The pass is located between the towns of Roncesvalles and Luzaide/Valcarlos in Navarra, northern Spain. The closest town in France is Saint-Jean-Pied-de-Port, at a distance of about 8 km (5.0 mi) from the Spanish border. It has customarily been an important point on the Santiago de Compostela pilgrimage route.
The route over the pass departs from Lintzoain on the Spanish side and from Saint-Jean-Pied-de-Port on the French side.
The pass divides the valley of the Nive on the north from the valley of the Irati on the south.
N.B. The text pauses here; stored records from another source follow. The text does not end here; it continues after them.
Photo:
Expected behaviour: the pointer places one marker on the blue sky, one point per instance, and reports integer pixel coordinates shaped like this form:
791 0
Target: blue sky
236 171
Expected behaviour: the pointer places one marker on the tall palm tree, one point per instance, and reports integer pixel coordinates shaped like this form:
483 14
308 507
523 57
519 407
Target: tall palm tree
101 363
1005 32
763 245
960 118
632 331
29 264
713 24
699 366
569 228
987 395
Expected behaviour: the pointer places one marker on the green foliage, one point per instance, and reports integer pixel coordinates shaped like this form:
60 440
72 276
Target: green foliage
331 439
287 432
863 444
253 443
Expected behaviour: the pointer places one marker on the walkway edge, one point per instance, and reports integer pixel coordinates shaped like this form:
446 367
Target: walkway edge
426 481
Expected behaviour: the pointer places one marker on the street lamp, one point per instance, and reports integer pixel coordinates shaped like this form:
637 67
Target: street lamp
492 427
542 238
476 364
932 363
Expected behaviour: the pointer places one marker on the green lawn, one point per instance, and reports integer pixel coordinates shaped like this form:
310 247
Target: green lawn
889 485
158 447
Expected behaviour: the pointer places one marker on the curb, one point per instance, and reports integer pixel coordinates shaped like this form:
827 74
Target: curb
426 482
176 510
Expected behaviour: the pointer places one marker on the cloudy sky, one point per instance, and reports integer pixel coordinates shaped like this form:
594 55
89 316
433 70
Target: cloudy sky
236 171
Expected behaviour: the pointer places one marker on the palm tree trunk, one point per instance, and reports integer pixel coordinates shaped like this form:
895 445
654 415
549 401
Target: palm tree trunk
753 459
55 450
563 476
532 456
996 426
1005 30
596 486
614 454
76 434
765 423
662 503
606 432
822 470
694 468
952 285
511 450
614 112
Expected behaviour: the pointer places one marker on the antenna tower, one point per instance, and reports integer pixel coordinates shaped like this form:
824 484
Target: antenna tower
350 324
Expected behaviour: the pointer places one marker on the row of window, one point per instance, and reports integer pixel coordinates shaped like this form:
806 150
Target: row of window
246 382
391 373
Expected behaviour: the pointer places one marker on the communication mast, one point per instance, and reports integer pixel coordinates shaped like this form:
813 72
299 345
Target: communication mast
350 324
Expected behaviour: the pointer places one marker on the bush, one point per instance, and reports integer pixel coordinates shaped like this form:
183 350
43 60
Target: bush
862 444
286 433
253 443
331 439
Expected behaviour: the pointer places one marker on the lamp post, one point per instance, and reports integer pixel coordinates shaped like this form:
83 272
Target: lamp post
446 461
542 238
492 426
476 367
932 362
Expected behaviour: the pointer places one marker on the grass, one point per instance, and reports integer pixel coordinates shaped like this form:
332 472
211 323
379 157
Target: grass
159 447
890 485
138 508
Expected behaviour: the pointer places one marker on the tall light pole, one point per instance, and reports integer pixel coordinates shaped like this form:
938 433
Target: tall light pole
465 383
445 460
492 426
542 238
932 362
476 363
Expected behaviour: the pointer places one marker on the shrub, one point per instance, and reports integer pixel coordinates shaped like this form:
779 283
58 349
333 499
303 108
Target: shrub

In 778 Roland, the warden of the Breton March, had accompanied Charlemagne on his campaign into the Iberian peninsula across the Western Pyrenees. Einhard, the biographer of Charlemagne, mentions in his Vita Karoli Magni a fatal event involving Vasconian raiders who laid an ambush by hiding in the woods on top of a high mountain while Frankish troops were crossing the mountain pass. Subsequently, the raiders attacked the rear guards of the Frankish army on their way down into the valley. According to Einhard, Eggihard, the King's steward; Anselm ("Anshelmus"), Count Palatine; and Roland ("Hruodlandus"), Governor of the March of Brittany, with very many others, lost their lives during that ambush.